President Barack Obama’s decision not to make public the photographs of the body of Osama bin Laden can be seen as a genuinely cautious move; it reveals, however, the tendency toward little transparency that has characterized his administration.
Obama justifies his decision by implying that the images portraying the body of the al-Qaida leader with a bullet wound in his chest and another in his head could awaken anti-American sentiments, incite more violence or be considered a method of propaganda.
But censorship does not serve as balm for these ills. Many do not require seeing to believe; they are celebrating with champagne and beer in Times Square in New York City, behavior that prompted threats from terrorist groups such as al-Qaida, which want to avenge the killing and the festivities with more attacks against U.S. interests.
Others are skeptical by nature, and even if they saw the photos they would speculate and imagine conspiracies. An example is the Iranian administration, which in its propaganda hymn equally denies the documented Jewish holocaust and claims bin Laden died a long time ago, the victim of his failing health, despite confirmation of the Navy SEAL attack by survivors in the Abbottabad fortress.
This isn't the first time Obama is targeted by controversy unleashed by images. A few days before Operation Geronimo, on national television, he held up a birth certificate, demonstrating that he is not a foreigner. And early in his mandate, he prevented at all costs the Justice Department from forcing the Pentagon to release photographs of U.S. guards torturing prisoners in Iraq and Afghanistan.

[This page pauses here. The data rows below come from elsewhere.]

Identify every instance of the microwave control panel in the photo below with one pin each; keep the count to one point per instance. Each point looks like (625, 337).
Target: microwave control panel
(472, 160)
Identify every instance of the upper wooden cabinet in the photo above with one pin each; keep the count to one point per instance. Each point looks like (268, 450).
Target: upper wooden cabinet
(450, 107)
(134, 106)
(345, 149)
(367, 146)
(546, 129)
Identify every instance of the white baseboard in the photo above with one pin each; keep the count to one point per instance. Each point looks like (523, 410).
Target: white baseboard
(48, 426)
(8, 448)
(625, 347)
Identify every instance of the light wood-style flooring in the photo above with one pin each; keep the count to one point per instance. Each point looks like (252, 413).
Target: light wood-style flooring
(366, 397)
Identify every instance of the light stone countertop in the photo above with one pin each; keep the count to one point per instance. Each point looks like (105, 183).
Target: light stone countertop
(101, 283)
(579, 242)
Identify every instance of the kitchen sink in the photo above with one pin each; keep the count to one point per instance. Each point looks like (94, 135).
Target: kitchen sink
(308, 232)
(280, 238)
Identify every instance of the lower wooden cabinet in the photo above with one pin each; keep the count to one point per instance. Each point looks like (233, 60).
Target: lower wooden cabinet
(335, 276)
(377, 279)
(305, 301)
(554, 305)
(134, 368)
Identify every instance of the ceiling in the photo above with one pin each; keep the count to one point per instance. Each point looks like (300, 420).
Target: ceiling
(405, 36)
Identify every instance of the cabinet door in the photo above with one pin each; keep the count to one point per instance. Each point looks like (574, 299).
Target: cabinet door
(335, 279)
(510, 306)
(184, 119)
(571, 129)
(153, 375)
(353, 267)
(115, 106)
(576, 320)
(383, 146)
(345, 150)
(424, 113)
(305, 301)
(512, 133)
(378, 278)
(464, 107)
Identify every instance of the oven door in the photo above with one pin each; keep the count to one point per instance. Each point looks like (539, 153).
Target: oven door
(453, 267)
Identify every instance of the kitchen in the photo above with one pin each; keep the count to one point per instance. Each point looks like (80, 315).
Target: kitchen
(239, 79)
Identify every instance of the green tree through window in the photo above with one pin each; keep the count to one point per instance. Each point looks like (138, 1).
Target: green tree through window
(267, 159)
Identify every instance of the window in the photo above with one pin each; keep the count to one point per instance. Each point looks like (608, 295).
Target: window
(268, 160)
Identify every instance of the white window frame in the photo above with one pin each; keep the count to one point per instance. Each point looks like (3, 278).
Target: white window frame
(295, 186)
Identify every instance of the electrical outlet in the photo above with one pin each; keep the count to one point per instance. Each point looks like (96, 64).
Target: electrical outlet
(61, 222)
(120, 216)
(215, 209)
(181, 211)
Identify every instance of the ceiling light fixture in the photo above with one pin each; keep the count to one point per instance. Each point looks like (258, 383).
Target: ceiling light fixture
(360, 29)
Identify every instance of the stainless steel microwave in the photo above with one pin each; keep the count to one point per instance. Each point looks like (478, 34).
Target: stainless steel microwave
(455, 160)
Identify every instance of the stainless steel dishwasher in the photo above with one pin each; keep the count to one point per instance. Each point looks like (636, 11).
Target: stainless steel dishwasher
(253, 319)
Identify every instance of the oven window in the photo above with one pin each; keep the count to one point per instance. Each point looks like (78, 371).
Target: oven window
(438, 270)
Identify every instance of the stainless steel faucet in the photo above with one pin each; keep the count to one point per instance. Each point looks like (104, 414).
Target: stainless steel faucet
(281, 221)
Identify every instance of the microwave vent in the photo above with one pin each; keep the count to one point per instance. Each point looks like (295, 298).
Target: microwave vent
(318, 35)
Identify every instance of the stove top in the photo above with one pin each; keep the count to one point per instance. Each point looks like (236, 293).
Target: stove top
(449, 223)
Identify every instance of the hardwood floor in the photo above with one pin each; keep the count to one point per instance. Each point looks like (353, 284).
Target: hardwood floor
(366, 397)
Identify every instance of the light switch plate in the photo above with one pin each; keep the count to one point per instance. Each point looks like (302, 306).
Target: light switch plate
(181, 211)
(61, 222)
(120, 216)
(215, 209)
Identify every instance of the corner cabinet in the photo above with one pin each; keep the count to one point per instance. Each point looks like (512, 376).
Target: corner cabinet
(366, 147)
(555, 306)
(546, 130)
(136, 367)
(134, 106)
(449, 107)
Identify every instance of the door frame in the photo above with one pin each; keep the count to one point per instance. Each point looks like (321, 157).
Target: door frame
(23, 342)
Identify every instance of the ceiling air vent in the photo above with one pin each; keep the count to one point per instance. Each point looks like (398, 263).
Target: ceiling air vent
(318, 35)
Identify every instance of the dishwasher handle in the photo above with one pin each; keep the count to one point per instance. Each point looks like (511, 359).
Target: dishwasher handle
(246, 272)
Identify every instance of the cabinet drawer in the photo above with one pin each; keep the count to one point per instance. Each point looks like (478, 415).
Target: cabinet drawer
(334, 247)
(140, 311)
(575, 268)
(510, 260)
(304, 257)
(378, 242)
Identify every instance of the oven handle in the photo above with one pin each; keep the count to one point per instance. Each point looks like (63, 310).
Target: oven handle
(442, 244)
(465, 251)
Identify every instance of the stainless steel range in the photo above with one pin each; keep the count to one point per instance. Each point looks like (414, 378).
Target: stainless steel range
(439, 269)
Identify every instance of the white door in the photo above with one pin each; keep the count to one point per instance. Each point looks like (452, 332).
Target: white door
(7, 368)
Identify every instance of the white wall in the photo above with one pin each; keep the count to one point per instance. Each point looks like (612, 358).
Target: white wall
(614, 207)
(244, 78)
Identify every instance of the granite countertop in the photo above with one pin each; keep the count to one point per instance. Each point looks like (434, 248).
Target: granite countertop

At that time, now and throughout the scandal that led to the leaking of documents about the war and the diplomatic cables through WikiLeaks, Obama and the military argued that divulging the material would jeopardize the safety of troops and encourage al-Qaida to recruit more terrorists, neither of which has happened nor has been demonstrated.
If authorities are allowed to decide what the public should or shouldn't see or know, there's a risk of feeding paternalistic attitudes that will only worsen with time, for government has a natural tendency to classify, censor and protect national security at the expense of freedom of expression.
So it is healthy that the Associated Press news agency has filed a request — relying on the Freedom of Information Act — for Obama to disclose the photographs. The images of the corpse and its burial in the Arabian Sea have intrinsic news and public interest value, given that this was the most dangerous person on the planet, pursued without success for a decade by the world's greatest power.
Ultimately, the decision not to disclose something morbid because of delicacy, delivering it in droplets instead, has an opposite and more sensational effect, considering that the collective imagination of the unknown fans more legends, martyrs and conjecture than could any set of scandalous photographs. And it was fanned by the detailed explanations of the legislators who this week had access to the photos; the video released without audio, showing bin Laden focused on improving his image and skills; and the content of his personal diary, which revealed his speculations on the impact of future attacks on Washington, Los Angeles and Chicago.
The most evocative picture of the May 1 operation was the one divulged by the White House on Sunday, in the belief that it would safely confirm the facts. It shows Obama, Hillary Clinton and the National Security staff stunned as they watched live images of the operation. To me, this is nothing less than the equivalent of watching fans celebrate a touchdown in a football game.
The Obama administration must walk its talk: It must be more transparent. This self-inflicted ethical disquisition exceeds its mandate and degrades public confidence. Its obligation is to be open and to conform to the truth, whether it hurts or is indecent.